Type 1 diabetes (T1D) is a T cell–dependent tissue-specific autoimmune disease, characterized by the selective destruction of the β cells of the pancreatic islets of Langerhans. Recently, contradictory findings have been reported about the relationship of autoantibodies to CC chemokine 3 (CCL3) and T1D, which need to be confirmed by more investigations in larger cohorts. The aim of our research was to investigate whether autoantibodies to CCL3 are useful markers for T1D in a large cohort of Chinese patients.
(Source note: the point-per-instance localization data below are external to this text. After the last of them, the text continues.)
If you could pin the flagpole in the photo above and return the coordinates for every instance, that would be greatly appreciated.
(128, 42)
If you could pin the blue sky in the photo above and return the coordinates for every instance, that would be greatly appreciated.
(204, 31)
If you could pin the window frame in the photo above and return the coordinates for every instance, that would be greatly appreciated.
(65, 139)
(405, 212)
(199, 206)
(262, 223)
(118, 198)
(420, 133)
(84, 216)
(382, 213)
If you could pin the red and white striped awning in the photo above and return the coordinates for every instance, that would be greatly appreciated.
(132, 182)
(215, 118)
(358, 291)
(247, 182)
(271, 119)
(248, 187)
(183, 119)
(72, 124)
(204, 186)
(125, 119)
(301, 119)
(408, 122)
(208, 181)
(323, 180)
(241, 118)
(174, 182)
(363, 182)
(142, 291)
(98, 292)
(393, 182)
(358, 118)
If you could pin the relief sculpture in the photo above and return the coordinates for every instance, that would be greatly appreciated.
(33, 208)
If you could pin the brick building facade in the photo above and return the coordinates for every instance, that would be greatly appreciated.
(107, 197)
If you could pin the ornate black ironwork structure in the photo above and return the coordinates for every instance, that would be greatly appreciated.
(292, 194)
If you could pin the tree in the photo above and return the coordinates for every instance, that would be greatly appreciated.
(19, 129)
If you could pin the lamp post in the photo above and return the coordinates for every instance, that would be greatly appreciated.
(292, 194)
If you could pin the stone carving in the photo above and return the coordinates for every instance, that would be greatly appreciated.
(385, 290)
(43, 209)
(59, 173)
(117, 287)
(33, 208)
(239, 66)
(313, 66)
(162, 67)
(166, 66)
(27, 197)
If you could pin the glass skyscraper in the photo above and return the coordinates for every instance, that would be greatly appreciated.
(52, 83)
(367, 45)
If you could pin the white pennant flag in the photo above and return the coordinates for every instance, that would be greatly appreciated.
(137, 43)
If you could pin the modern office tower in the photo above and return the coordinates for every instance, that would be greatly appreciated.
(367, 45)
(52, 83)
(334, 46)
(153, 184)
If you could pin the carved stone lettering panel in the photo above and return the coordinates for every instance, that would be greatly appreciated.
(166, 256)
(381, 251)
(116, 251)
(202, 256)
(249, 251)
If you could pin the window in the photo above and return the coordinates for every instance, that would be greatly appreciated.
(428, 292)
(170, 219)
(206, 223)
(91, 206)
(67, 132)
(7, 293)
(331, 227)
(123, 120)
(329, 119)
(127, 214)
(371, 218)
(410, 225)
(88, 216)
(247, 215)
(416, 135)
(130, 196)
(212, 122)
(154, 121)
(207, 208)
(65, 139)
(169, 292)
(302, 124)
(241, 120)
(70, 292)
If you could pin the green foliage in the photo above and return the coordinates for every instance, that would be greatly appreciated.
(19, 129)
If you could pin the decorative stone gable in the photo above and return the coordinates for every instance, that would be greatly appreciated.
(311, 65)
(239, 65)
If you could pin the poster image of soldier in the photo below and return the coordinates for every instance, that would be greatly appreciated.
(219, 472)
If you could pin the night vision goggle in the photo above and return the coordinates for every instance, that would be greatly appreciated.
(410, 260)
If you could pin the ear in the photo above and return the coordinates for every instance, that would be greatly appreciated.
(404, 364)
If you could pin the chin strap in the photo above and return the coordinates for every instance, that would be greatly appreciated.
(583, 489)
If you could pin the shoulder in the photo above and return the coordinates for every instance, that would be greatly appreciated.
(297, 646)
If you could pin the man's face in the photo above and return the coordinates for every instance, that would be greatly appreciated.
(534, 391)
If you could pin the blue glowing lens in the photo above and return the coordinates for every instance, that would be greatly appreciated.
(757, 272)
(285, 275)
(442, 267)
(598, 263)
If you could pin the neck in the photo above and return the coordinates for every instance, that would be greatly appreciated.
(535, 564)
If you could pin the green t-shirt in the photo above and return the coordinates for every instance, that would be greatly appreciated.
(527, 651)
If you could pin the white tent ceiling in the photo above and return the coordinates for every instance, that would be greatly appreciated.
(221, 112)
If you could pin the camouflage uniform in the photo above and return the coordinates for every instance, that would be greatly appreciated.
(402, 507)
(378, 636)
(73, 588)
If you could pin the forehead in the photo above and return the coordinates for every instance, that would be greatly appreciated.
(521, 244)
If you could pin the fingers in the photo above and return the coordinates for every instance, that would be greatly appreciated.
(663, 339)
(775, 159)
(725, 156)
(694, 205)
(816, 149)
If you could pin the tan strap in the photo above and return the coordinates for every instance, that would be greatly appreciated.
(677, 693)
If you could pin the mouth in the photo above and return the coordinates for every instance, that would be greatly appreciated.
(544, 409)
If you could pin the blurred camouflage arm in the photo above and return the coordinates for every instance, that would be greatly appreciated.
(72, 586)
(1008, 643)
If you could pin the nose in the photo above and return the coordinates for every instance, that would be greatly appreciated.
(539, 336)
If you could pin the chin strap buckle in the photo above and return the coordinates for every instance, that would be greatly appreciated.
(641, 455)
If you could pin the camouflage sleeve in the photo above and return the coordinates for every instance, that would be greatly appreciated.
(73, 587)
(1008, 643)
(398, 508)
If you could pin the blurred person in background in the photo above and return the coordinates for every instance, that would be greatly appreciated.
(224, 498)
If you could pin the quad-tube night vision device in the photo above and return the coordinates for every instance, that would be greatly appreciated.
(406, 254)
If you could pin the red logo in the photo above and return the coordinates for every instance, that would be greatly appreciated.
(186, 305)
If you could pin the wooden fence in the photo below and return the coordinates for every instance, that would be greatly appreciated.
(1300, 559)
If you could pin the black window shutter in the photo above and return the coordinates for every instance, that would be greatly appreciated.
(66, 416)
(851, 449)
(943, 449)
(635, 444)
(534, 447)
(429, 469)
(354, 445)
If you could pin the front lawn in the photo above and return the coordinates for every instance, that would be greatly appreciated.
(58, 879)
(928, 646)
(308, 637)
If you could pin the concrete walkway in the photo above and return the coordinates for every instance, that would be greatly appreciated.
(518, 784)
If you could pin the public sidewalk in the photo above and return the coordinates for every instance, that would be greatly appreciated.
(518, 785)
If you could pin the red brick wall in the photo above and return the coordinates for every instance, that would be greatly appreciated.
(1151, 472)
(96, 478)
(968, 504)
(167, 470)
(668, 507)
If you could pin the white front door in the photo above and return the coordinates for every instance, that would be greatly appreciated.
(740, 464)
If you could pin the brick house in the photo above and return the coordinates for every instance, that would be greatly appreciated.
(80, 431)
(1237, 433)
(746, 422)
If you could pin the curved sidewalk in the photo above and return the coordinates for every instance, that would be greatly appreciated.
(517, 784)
We analyzed autoantibodies to CCL3, glutamic acid decarboxylase(GADA), insulinoma-associated protein-2 (IA-2A), and zinc transporter-8 (ZnT8A) by a radioimmunoprecipitation assay in 290 T1D subjects, 200 subjects with type 2 diabetes (T2D), 210 subjects with other diseases, and 178 healthy control subjects. Results showed that the frequencies of autoantibodies to CCL3 in subjects with T1D, T2D, and healthy control subjects were similar [3.10% (9/290), 2.50% (5/200), and 0.56% (1/178), respectively, P = 0.189]. Autoantibodies to CCL3 were not significantly different between T1D patients with or without GADA, IA-2A, or ZnT8A antibodies (2.7% vs. 3.9%, P = 0.725). In contrast, patients with systemic lupus erythematosus and rheumatoid arthritis showed higher positivity for autoantibodies to CCL3 than healthy control subjects [15.6% (5/32) and 12.5% (8/64) vs. 0.56% (1/178), all P = 0.000], and higher titer of autoantibodies to CCL3 than T1D patients (median 0.9633 and 0.4095 vs. 0.0873, P = 0.012 and P = 0.034, respectively). We conclude that autoantibodies to CCL3 are of low sensitivity and specificity for T1D and cannot be used in the diagnosis of T1D.